Ey Kürtler Fekku Regabe
Ekran Gazetesi yazarı Yakup Emrah'ın makalesi: "Fekku Reqabe” ismi; ilk nâzil olan sûrelerden Beled’in 13. ayetidir. Mânâsı zımnen; “köleleri özgürlüğüne kavuşturmak; boyunlarındaki zincirleri kırmak”anlamlarına gelmektedir."
Vahyin eşsiz sloganlarından biri olup; adalet, sevgi, dayanışmayı pratikleştirme çağrısıdır.
“Fekku Reqabe”; Muhammed (as)’ın ve eşsiz toplumunun Mekke sokaklarında attığı ilk slogandır. Bu sloganın pratiği ise Ammar’dır, Ali’dir, Ebû Zerr’dir. “Fekku Reqabe”, Bilâl’in efendisine karşı ilk eylemsel durumudur.

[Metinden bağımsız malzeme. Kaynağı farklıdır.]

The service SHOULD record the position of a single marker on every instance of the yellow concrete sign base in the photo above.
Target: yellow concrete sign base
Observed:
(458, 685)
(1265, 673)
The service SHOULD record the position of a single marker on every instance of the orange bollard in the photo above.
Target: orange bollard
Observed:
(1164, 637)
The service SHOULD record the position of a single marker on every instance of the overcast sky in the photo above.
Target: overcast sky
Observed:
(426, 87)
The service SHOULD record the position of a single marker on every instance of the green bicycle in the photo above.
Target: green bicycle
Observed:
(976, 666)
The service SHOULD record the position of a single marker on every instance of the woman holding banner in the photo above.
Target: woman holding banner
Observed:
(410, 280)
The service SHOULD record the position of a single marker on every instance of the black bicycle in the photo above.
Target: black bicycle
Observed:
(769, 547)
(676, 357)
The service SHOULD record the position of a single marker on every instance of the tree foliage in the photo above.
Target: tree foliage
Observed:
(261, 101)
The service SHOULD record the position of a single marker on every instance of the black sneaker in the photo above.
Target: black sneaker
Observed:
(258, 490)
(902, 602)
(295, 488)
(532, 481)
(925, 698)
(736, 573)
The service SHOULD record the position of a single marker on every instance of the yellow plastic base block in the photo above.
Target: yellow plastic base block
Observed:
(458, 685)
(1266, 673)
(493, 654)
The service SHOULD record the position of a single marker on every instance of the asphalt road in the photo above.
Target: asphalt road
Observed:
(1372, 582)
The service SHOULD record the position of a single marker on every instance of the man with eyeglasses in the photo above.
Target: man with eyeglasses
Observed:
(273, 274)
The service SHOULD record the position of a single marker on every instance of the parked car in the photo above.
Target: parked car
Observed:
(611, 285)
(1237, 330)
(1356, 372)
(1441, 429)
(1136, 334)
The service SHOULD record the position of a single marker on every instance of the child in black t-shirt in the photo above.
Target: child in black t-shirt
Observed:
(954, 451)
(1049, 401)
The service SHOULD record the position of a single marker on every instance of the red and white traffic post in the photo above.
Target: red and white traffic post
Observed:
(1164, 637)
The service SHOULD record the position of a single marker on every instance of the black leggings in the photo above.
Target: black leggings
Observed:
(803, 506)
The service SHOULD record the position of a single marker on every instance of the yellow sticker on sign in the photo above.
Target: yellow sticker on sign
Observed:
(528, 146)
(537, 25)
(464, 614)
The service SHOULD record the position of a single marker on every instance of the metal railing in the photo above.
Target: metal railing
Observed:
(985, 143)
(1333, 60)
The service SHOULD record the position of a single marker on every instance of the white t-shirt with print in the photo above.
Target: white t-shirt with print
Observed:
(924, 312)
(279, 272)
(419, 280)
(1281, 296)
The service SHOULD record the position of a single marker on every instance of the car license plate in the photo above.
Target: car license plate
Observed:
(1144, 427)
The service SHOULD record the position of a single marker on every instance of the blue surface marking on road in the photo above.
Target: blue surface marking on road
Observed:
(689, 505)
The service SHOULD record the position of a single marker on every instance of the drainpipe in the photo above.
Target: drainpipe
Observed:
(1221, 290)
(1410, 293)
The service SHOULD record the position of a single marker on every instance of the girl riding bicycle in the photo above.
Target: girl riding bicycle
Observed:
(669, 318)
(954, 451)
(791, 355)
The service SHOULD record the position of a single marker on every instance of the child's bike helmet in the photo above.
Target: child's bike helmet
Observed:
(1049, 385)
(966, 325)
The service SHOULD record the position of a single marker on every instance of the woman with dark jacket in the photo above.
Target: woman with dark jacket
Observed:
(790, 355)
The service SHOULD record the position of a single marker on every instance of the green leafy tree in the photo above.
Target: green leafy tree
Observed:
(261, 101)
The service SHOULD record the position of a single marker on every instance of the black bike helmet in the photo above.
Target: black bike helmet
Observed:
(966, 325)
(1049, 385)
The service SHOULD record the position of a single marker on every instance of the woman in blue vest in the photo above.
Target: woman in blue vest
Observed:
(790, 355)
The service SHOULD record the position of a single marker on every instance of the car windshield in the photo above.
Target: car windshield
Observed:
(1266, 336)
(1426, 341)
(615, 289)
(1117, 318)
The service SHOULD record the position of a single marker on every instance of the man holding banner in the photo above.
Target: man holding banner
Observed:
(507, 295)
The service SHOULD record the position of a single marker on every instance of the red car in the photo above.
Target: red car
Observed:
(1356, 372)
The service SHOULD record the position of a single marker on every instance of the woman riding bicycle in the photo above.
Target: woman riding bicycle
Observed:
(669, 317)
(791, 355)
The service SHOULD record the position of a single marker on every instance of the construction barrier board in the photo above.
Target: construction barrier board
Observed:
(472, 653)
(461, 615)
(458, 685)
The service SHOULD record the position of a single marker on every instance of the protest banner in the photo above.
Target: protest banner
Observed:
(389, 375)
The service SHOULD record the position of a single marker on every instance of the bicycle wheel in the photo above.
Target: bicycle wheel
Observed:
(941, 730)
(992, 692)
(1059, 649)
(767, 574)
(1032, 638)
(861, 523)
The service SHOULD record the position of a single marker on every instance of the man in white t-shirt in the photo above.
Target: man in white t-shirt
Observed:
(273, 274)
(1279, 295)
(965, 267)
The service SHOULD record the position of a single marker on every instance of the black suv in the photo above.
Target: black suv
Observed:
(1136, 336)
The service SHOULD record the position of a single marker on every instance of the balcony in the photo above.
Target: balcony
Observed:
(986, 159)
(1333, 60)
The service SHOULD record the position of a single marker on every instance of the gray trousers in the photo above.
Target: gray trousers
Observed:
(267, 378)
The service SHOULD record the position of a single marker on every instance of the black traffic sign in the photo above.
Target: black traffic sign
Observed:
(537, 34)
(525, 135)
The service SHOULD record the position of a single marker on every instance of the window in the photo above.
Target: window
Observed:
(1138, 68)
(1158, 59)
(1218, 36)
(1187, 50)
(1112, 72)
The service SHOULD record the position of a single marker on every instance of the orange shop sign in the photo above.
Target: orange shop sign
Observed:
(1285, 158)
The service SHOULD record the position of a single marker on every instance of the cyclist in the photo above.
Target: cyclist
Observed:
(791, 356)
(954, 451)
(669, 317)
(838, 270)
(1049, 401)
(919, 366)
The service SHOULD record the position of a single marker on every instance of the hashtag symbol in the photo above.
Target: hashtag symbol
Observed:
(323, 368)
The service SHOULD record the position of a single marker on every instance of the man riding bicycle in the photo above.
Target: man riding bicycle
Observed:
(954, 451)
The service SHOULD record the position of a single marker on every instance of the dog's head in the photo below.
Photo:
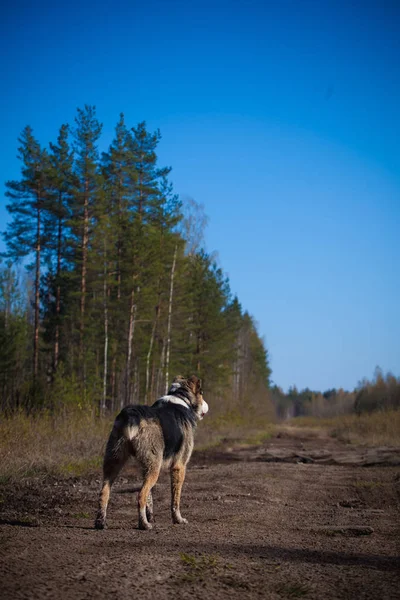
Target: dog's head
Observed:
(193, 392)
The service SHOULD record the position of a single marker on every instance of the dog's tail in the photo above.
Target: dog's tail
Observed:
(130, 431)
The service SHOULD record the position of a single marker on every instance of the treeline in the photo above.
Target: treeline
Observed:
(119, 296)
(380, 393)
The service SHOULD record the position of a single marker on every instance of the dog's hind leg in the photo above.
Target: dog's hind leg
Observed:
(177, 478)
(149, 508)
(114, 459)
(145, 499)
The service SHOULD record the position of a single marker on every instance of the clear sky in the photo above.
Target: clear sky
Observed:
(282, 117)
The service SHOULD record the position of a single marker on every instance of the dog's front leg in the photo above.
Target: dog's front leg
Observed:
(149, 508)
(150, 479)
(177, 479)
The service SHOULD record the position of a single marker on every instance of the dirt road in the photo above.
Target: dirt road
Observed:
(282, 520)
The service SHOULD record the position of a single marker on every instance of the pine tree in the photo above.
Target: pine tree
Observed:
(24, 235)
(61, 181)
(88, 183)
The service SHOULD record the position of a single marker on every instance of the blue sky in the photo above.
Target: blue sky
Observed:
(282, 118)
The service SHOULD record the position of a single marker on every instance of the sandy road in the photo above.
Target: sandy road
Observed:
(294, 527)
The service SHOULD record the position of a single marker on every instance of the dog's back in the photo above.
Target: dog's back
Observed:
(154, 435)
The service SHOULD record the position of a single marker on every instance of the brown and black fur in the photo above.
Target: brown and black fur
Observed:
(157, 435)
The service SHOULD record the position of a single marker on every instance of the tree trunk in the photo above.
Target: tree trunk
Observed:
(132, 314)
(105, 306)
(153, 333)
(171, 295)
(37, 295)
(85, 239)
(58, 291)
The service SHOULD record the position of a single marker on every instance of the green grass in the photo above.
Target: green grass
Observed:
(64, 446)
(72, 444)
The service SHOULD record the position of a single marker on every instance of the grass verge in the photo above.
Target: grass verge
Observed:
(381, 428)
(73, 445)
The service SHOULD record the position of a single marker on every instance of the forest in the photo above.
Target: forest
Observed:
(106, 291)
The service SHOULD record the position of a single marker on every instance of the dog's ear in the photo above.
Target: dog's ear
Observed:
(194, 384)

Mekke oligarşisinin düşünsel damarlarını kesen ilk ayetlerdendir.
Ve ilahî bir başkaldırının argümanıdır.
Zincirlerini kırmaya çalışanlar, yani ezilenler, ötekileştirilenler, hakları gasp edilenler, siyasal – ekonomik – kültürel olarak yalnızlaştırılanlar, öldürülenler, ekinleri ifsat edilenler; bu modern dönemde de düşünsel zeminde Beled Sûresi ışığında “Fekku Reqabe” demek zorundadırlar.
Vahyin tabiriyle “Mustaz’âf – Müstekbir”, Marks’ın tabiriyle “Burjuva – Proleterya”, İbn-i Haldun’un tabiriyle “Hadaret – Bedavet” de desek “Fekku Reqabe” düstûru değişmeyecek. İdeolojik itirazlar, siyasî çıkışlar, hak arayışları, özgürlük talepleri dinmeyecek.
Peki Kürtler bu dinmeyen mücadelenin neresinde?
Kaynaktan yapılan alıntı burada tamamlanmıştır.